“Spot a problem and quietly fix it.”
“If I can,” I say. “Quiet helps. Noise makes people feel like favors and thanks are owed.”
Her mouth lifts. “So you prefer being a mystery benefactor.”
“I prefer the job done,” I say. “Quickly. Quietly, if I can.”
She looks away too quickly for me to read the expression, then back. “I keep thinking I should say something witty,” she says. “But I think I left my wit up there.” Her eyes pan upward. “Before I got on the elevator.”
“That’s fine,” I say. “You can borrow mine.”
“You have wit?” she says, deadpan.
I let the smile out this time, small and sharp. “Occasionally.”
Her eyes flick to my mouth and away before she can stop them. It’s a small movement. It registers anyway. Heat moves through the tightness in my neck in a clean line I feel far lower than I want to admit.
“Tell me another boring thing,” she says quickly.
“I sharpen pencils with a knife,” I say.
She turns her head. “Like an old-school artist?”
“Like a man who never has a sharpener,” I say.
“But always has a knife?” she asks.
“Utility knife,” I say. It’s mostly true. She doesn’t need to know why a man like me would need to carry weapons regularly. I don’t go into any more detail than that.
She laughs, and it’s genuine. The sound does to me exactly what it did in the hallway: spreads warmth through me.
She makes a thoughtful face. “Multi-use. Efficient. Very you.”
“My turn,” she says. “I can’t write in a notebook if the first page has a smudge. I’ll tear it out and start again.”
“That sounds expensive.”
She nudges my shoe with the toe of hers, a small touch that feels like something else. “Don’t mock me.”
“I’m not,” I say, lifting my palms in faux innocence.
“It’s a sickness,” she says, deadpan.
We let the silence settle again. It’s alert. I can feel her next to me without looking—her breath, the small move of her shoulder when she shifts, the whisper of fabric. My body files it all away like it’s evidence I might need later. I tell it to relax. It does not listen.

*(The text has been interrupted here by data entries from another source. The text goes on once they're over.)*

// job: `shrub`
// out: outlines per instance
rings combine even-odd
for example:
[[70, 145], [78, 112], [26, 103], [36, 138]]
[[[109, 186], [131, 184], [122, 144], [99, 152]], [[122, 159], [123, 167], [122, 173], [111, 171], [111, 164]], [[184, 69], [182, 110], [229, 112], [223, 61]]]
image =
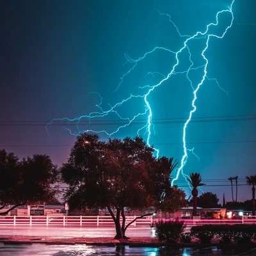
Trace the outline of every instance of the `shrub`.
[[218, 225], [215, 228], [215, 238], [221, 243], [229, 244], [234, 237], [234, 225]]
[[191, 243], [191, 233], [182, 233], [180, 234], [180, 240], [183, 243]]
[[210, 243], [215, 234], [215, 227], [213, 225], [192, 227], [191, 236], [192, 237], [198, 238], [202, 243]]
[[156, 230], [156, 235], [159, 240], [166, 243], [174, 243], [179, 241], [184, 232], [186, 225], [183, 221], [170, 221], [164, 222], [163, 220], [155, 222], [152, 227]]
[[[234, 227], [236, 226], [236, 227]], [[234, 241], [237, 244], [250, 244], [256, 238], [256, 225], [236, 225], [234, 228]]]

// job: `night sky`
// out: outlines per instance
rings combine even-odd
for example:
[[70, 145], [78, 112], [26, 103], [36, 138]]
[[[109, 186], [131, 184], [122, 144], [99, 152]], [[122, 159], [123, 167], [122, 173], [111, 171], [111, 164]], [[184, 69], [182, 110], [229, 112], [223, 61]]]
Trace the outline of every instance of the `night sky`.
[[[46, 154], [60, 166], [79, 132], [102, 140], [138, 132], [180, 167], [183, 127], [205, 75], [202, 52], [209, 35], [222, 36], [232, 22], [223, 38], [209, 37], [204, 52], [207, 74], [186, 129], [195, 155], [187, 151], [183, 171], [200, 172], [204, 191], [221, 204], [223, 193], [232, 200], [228, 178], [237, 175], [237, 200], [251, 199], [245, 177], [256, 175], [256, 1], [235, 0], [234, 20], [231, 4], [0, 1], [0, 148], [20, 157]], [[185, 47], [223, 10], [229, 12], [219, 14], [217, 26]], [[181, 174], [174, 184], [190, 195]]]

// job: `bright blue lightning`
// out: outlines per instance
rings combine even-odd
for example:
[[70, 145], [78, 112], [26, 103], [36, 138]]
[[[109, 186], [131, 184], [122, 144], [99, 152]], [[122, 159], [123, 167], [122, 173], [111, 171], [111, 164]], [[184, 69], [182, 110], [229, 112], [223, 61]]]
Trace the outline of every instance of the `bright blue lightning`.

She rests the back of her head against the wall and stares at the ceiling. “This is not how I pictured my day ending.”
“How did you picture it?” I ask.
“Emails,” she says. “A run-through of the door plan. Shower. Sleep.”
“Exciting,” I say.
“Don’t shame me,” she says, smiling. “What about you?”
“Paperwork,” I say. “A phone call I really don’t want to make. Bed.”
“Thrilling,” she says, dry. “We’re menaces, you and I.”